(The president of the university, to which I was appointed as professor at the beginning of 1997, instructed me to remove all references to this university from my website due to my expressions of opinion critical on lockdown with instructions from April 6, 2021 - access on April 8, 2021. As a loyal civil servant who follows official instructions, I will of course comply with this instruction.)
Born: 1960
in: Zeven (Lower Saxony)
My career is untypical for a professor. Here I would like to mention the most important stages in keywords:
- after school without an apprenticeship
- unskilled construction worker, from age of 18 working shifts in chemical industry
- in trade union and politically active, in particular in the peace movement of the 1980s
- professional training as a clerk in industrial companies, organized by employment office
- access to university by the second educational path
- study of business administration and economics
- approx. 9 years of professional experience in accounting, finally as a financial manager in the German
group of an international group of companies
- further education as certified accountant
- Ph.D. doctorate in
part time at an institute for business
informatics
- 1997: Appointed Professor of Financial Accounting and
Management Accounting
appointment letter of January 17, 1997: Professor of Financial Accounting and Management
Accounting with special consideration of international aspects
- 2000 to 2004: technical advisory board member in a scientific Publishing House
- 2001 to 2006: Chairman of the Board of Directors of a Consulting plc
- 2004 to 2005: Lecturer at the Business Academy Oskar Lange in Wroclaw (Akademia Ekonomiczna
im. Oskara Langego we Wrocławiu), Poland
- 2005 - 2014: Author of written training courses for Management Circle plc in Eschborn
- 2019 - Corona: reviewer for the German Academic Exchange Service (DAAD) for the award of
scholarships abroad
In addition, I chaired the Parent Advisory Council of a Primary School and a High School, Secretary of the School Parent Advisory Board of a Comprehensive School, a member of a city school parish council, and vice chairman of a county school parish council. I am married and have three children.
previous courses:
External Accounting:
Accounting according German GAAP
International accounting
consolidated Financial Statement
Management accounting:
Cost accounting
Corporate Planning / Reporting
Investment and Finance
Taxes:
German Taxation
International Taxation
My area of expertise is accounting. Business administration deals with the management of companies. One can compare this with the control of a ship. Both are clumsy and slow to respond to course
changes. Both have no brake. If a big ship goes to the port of New York, the captain can turn off the engine 15 to 20 km beforehand. Both are dependent on external influences, ships of weather
and current, a company of the economy and the competition. Both have to navigate, ie determine the current position and the destination and then calculate the course. The ships have GPS today.

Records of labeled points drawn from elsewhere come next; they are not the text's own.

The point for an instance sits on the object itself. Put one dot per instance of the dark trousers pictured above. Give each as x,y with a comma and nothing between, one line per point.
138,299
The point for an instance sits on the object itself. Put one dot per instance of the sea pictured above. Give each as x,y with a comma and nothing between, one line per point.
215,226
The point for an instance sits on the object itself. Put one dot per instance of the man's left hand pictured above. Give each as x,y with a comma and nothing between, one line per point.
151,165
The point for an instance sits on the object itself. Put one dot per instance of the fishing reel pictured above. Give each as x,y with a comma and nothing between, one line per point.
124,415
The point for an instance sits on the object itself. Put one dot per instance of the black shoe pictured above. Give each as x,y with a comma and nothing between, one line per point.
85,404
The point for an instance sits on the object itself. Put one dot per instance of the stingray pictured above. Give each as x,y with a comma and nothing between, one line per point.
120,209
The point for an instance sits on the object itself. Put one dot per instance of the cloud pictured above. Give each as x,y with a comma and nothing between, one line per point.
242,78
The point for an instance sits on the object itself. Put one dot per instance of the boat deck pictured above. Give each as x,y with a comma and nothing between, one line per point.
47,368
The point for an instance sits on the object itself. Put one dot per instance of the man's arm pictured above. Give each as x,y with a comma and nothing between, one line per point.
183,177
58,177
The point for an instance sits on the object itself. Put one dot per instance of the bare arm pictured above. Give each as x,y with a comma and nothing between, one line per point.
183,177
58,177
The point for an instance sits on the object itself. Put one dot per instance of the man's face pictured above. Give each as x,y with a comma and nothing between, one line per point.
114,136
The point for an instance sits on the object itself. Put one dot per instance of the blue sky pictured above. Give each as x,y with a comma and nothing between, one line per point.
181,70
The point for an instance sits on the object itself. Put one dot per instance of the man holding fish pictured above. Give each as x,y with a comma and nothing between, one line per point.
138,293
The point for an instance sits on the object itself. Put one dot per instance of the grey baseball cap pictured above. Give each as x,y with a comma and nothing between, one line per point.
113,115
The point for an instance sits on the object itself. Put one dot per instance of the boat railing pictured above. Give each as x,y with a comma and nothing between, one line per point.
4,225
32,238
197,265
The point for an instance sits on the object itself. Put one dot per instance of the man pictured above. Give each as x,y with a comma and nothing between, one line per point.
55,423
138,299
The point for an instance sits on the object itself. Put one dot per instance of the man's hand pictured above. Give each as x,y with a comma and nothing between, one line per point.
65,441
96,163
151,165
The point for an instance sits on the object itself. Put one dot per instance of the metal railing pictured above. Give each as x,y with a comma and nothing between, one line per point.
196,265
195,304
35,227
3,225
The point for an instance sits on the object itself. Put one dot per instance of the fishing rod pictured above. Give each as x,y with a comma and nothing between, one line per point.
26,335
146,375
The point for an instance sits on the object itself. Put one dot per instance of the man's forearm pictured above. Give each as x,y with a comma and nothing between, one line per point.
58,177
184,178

Both need information. The ship has radar and gets weather data. For a company, the information comes from accounting. With general computer deployment, corporate governance is expected to be as
good as the captain of a cargo ship today with radar and GPS.
The accounting of large companies has changed a lot in the last 30 years. Much of this has not been noted by the authors of the textbooks, nor by many of my colleagues. They spend too much time
calculating numbers in class. Companies have been computing computers for more than 30 years. For the students it is of course convenient to get their good grades in the exams with simple
arithmetic tasks. But that's a different topic.
Even the small businesses have been computer for over 20 years. Democratic business theory, which is geared towards the interests of the masses and not a small minority, must respond much more to
their needs than to those of large corporations. 90% of companies in Germany have fewer than 10 employees. If the taxpayer finances science, then these 90% and not the 0.3% large companies with
more than 250 employees need priority support. It is also possible to create technical structures for small businesses that will enable them to generate all the information necessary for good
corporate governance without expensive professionals. This task should pay much more attention to business research.
After my retirement, I want to continue pursuing this goal as far as possible.